Promocionado por Rusia como un "arma del fin del mundo", el torpedo nuclear autopropulsado Poseidón ha llamado la atención durante mucho tiempo por su capacidad para transportar una ojiva enorme y crear "tsunamis radiactivos" dirigidos contra ciudades costeras enemigas.
Sin embargo, detrás de esa imagen aterradora, muchos expertos militares creen que Poseidón tiene numerosas limitaciones técnicas y que podría ser un proyecto más costoso que un arma revolucionaria.
Poseidón es esencialmente un gran vehículo submarino no tripulado, de aproximadamente 20 metros de largo y casi 2 metros de diámetro, considerado el torpedo más grande jamás construido. Esta arma utiliza un reactor nuclear en miniatura, lo que le permite operar a una distancia prácticamente ilimitada y sumergirse a profundidades de aproximadamente 1000 metros.

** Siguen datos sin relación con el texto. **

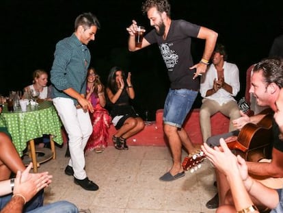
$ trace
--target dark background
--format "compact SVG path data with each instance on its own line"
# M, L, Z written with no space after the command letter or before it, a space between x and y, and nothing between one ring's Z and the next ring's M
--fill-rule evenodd
M144 116L154 118L155 110L163 107L169 88L166 69L157 45L135 53L127 50L126 27L132 19L151 29L141 12L142 0L65 1L4 0L0 3L0 93L22 90L32 82L32 73L52 66L55 44L70 36L75 18L84 12L96 14L100 22L94 42L88 47L94 66L106 83L109 71L119 66L132 73L136 92L133 105ZM211 28L219 34L218 42L228 53L228 61L240 70L243 96L245 72L252 64L267 57L273 40L283 33L281 6L275 1L171 0L172 18L182 18ZM202 57L204 42L193 39L195 62ZM197 99L194 108L200 107Z

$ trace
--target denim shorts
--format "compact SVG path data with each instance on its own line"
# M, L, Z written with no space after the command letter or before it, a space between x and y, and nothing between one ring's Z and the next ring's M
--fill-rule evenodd
M182 127L198 92L188 89L170 89L164 104L163 123L178 128Z

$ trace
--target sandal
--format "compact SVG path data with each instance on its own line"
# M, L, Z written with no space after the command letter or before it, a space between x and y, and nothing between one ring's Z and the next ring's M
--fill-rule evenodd
M95 153L102 153L103 152L103 149L102 149L102 148L101 147L96 147L96 148L94 148L94 151L95 151Z
M128 150L129 149L129 147L128 147L128 145L126 145L126 139L125 138L122 138L122 137L120 137L120 141L121 142L121 143L122 143L122 147L123 147L123 149L124 150Z
M122 147L121 142L120 141L120 138L116 137L115 136L113 136L112 137L112 141L114 144L114 147L117 149L123 149L123 147Z

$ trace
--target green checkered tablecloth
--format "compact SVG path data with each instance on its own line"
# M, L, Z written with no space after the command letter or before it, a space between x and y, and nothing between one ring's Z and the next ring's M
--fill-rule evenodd
M62 123L52 101L44 101L35 108L30 105L27 111L21 110L13 112L8 111L7 105L0 114L0 127L6 127L12 141L21 156L27 147L27 142L50 134L59 145L63 143L61 133Z

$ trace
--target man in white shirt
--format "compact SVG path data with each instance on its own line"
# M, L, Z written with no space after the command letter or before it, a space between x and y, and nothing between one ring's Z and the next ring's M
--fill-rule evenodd
M241 116L234 97L240 90L239 68L226 62L225 47L218 44L212 56L212 64L202 76L200 92L203 98L200 112L203 142L211 136L211 116L220 112L230 118L229 131L235 130L232 121Z

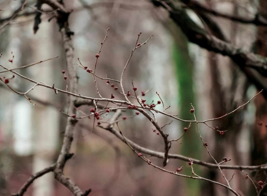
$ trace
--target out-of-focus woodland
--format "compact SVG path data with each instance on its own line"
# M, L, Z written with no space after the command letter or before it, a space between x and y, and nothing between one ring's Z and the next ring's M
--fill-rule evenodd
M74 118L73 114L89 115L95 105L100 109L109 101L83 104L83 100L90 100L38 85L25 95L29 101L12 89L25 92L34 84L11 71L1 72L5 70L0 68L0 195L266 195L266 0L0 1L0 64L11 69L58 56L14 71L63 91L66 80L68 91L79 95L99 99L95 82L103 97L110 99L112 93L113 99L127 101L118 92L121 92L119 83L106 84L107 80L97 77L95 81L93 74L77 64L100 77L120 81L138 37L142 44L153 35L135 48L123 76L124 90L139 107L138 115L126 105L103 119L93 115ZM77 70L77 77L69 66ZM132 79L139 98L149 105L160 101L155 109L140 106ZM207 122L211 128L155 112L163 111L156 92L165 109L170 106L166 113L191 121L195 115L201 121L230 113L262 89L234 112ZM110 101L108 105L118 107ZM153 119L159 128L142 110L152 118L156 116ZM117 134L116 124L105 128L117 111L123 136ZM159 130L167 136L167 144ZM71 147L64 150L63 140L70 136ZM126 137L131 142L124 142ZM135 152L146 161L131 149L136 146L129 144L134 143L142 147ZM167 155L166 145L170 147ZM223 162L219 166L236 194L219 185L177 176L148 164L196 177L189 164L191 159L196 174L227 186L206 147L218 163ZM60 157L62 152L65 158ZM231 160L223 162L224 157ZM51 172L35 179L26 192L18 192L33 174L51 165ZM250 167L254 166L258 166Z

Los medios rusos afirmaron en su momento que el Poseidón podía alcanzar velocidades de hasta 100 nudos gracias a su tecnología de superburbujas. Sin embargo, numerosos análisis sugieren que la velocidad real es considerablemente menor.

Más importante aún, un objeto masivo de propulsión nuclear que viajara a alta velocidad generaría un ruido y una cavitación considerables, lo que lo haría fácilmente detectable por los sistemas de sonar enemigos desde distancias muy largas.
El principal punto de controversia radica en su efectividad práctica en combate. Mientras que los misiles balísticos intercontinentales (ICBM) tardan menos de 30 minutos en alcanzar objetivos intercontinentales, el Poseidón podría requerir decenas de horas para cruzar el océano.
En un escenario de guerra nuclear total, un tiempo de respuesta tan lento se considera que reduce significativamente el valor estratégico de este tipo de arma.

Además, muchos analistas consideran exagerada la idea de utilizar a Poseidón para crear un "tsunami nuclear". Según los geofísicos, los tsunamis naturales se forman por el movimiento de placas tectónicas con una energía enorme.
Mientras tanto, una explosión nuclear submarina vaporizaría principalmente el agua y crearía ondulaciones, pero la energía se disiparía rápidamente antes de llegar a la costa.
Los desafíos logísticos también representan un obstáculo importante. Para desplegar el Poseidón, Rusia debe construir el submarino especializado Belgorod, que servirá como plataforma de lanzamiento. Debido a su número muy limitado y su gran tamaño, los Belgorod son fácilmente atacados por los submarinos antisubmarinos de Estados Unidos y la OTAN.
Muchos expertos militares rusos creen que Poseidón refleja la ambición de Moscú de poseer una "superarma" en la nueva era de la competencia nuclear.
Sin embargo, en el contexto de la guerra moderna, que prioriza cada vez más los vehículos aéreos no tripulados, los drones suicidas y los sistemas de combate de bajo coste, el proyecto Poseidón corre el riesgo de convertirse en una costosa apuesta tecnológica en lugar de un arma decisiva en el campo de batalla.